Zwei Jahre nach dem Amoklauf von Erfurt streiten ein Psychiater und ein Seelsorger darüber, was Verantwortung heißt
09.08.2013

chrismon: Wir sind hier in Erfurt. Hier ist auch das Gutenberg-Gymnasium, jener Ort, wo es zum Amoklauf des Schülers Robert Steinhäuser gekommen ist. Seit damals wird darüber diskutiert, wer hier welche Verantwortung übernommen hat oder nicht. Was halten Sie von der Diskussion?

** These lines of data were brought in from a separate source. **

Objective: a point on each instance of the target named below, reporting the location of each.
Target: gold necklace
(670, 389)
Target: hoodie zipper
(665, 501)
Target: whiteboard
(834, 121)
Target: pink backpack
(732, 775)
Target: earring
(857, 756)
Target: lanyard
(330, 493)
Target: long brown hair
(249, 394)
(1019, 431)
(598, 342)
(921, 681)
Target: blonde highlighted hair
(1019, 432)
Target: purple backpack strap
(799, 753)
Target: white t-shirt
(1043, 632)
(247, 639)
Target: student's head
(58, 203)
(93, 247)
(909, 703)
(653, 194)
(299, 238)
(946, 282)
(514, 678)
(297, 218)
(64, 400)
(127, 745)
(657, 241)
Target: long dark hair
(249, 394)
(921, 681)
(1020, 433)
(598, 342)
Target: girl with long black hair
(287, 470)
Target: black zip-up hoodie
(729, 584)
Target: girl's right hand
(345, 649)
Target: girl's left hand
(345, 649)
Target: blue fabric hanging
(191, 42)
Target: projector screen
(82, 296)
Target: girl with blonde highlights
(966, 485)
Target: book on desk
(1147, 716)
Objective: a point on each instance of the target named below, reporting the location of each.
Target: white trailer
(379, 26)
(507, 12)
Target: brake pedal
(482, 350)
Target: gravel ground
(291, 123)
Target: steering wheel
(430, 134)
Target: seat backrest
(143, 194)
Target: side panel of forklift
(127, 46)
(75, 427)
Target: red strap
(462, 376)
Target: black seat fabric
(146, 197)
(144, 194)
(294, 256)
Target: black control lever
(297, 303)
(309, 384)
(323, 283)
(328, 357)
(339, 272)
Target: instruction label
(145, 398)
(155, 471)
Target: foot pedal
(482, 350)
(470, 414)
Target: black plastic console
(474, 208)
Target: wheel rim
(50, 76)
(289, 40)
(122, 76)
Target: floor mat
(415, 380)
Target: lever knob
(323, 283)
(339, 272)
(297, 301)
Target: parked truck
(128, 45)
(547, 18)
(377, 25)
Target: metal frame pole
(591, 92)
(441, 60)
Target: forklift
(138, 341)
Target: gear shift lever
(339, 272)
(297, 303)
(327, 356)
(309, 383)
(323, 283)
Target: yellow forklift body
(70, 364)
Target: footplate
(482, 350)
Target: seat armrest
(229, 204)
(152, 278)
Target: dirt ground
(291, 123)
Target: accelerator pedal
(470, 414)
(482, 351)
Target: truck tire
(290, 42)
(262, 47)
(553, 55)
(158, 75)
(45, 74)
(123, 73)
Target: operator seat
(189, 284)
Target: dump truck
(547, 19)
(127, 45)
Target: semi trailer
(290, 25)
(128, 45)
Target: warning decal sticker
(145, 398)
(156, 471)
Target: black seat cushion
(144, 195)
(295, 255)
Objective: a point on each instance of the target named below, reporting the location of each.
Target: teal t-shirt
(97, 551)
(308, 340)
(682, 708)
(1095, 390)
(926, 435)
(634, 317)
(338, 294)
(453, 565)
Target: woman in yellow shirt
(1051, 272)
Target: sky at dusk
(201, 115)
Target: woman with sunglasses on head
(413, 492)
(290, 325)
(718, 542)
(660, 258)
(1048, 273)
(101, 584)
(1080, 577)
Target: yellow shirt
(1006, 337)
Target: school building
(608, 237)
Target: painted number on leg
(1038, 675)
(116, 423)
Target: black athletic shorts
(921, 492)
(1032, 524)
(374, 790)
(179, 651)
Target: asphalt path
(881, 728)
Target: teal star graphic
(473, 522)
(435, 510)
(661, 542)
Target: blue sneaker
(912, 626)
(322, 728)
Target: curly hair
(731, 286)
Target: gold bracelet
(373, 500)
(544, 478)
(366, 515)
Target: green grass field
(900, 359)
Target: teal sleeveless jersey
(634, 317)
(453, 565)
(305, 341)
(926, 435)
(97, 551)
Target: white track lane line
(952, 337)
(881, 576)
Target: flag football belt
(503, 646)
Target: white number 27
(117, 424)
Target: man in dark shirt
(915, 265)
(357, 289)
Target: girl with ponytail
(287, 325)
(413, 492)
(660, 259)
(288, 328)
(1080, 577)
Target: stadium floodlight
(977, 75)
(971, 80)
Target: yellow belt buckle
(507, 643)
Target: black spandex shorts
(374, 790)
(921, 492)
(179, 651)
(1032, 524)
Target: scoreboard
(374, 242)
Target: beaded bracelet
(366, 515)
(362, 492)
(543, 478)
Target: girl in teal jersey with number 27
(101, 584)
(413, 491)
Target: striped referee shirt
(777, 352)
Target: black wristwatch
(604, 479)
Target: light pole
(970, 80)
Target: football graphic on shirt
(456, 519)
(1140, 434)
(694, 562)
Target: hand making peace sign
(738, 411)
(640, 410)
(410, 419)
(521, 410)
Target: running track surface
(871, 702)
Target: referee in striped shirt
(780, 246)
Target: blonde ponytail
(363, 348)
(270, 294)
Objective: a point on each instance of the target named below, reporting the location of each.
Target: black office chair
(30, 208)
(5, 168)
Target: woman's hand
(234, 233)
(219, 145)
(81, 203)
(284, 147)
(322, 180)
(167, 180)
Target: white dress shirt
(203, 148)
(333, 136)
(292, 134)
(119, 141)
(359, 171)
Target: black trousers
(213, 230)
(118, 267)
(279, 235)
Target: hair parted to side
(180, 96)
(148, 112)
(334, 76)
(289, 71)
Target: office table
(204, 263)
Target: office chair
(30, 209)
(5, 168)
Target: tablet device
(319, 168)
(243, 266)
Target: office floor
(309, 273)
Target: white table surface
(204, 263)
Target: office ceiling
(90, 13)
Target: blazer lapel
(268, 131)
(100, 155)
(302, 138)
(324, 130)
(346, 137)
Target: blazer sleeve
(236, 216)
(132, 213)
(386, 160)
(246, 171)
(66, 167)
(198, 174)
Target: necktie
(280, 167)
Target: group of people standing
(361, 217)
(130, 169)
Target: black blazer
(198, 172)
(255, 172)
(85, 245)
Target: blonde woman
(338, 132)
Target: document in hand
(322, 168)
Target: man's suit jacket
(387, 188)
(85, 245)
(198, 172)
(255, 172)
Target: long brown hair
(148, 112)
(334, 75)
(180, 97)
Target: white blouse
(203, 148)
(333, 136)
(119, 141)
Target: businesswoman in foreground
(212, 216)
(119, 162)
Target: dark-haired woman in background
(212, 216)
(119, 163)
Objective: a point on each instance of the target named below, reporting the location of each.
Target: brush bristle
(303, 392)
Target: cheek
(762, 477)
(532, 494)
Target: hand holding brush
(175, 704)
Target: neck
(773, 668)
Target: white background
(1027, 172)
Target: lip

Hans-Joachim Maaz: Verantwortung, im Sinne von wirklich verstehen, was da passiert ist, hat hier leider keiner übernommen. Für mich war der Amoklauf das Zusammenspiel eines individuellen Schicksals, eines Familienschicksals, aber auch und vor allem eines ostdeutschen und eines gesellschaftlichen Schicksals. Dafür wurde bisher keine Verantwortung übernommen.

Christoph Kähler: Da muss ich widersprechen. Es ist viel geschehen; und zwar viel mehr, als Menschen, die nicht in Erfurt leben, mitbekommen haben! Ich wehre mich gegen ein zu scharfes Urteil. Es begann bereits am Tag des Amoklaufs, als etwa 80 evangelische Pfarrer zum Sportplatz kamen, wohin man die evakuierten Schüler und Lehrer gebracht hatte. Die Pfarrer und Pastorinnen musste niemand rufen. Sie hatten begriffen: Wir werden dort gebraucht. Es gab unzählige Akte der Solidarität, des Mitgefühles, auch des Protests der Erfurter und aus dem ganzen Land. Sowohl Politiker als auch einfache Bürger haben sich hier sehr engagiert.

Maaz: Ja, Betroffenheit, Solidarität, Mitgefühl – das gab es. Aber haben wir uns selbst ausreichend befragt? Sie haben das damals in Ihrer Traueransprache bereits angemahnt. Die eigentliche Verantwortung heißt, nach den Ursachen zu forschen. Gewalt ist die Folge erlittener Lieblosigkeit und sozialer Kränkung.

Kähler: Ich respektiere, dass Sie nach den Wurzeln fragen, nach den frühkindlichen Ursachen. Wie sind Leute aufgewachsen und so weiter? Aber es gibt auch ein Wunden-wieder-Aufreißen, das nicht gut ist. Solange die Wunde normal verheilt und nicht innen eitert, werde ich mich freuen über den Heilungsprozess.

Maaz: Wunden aufreißen, das ist notwendig, wenn die Wunde nicht gut verheilt ist. Seelisch gesehen gehört zur Heilung einer Wunde vor allem die emotionale Verarbeitung. Also, dass ich trauern kann, dass es schmerzen kann, dass ich wütend werden kann über die Dinge, die mich seelisch verletzt haben. Und auch darüber, dass Verantwortung nicht übernommen wurde.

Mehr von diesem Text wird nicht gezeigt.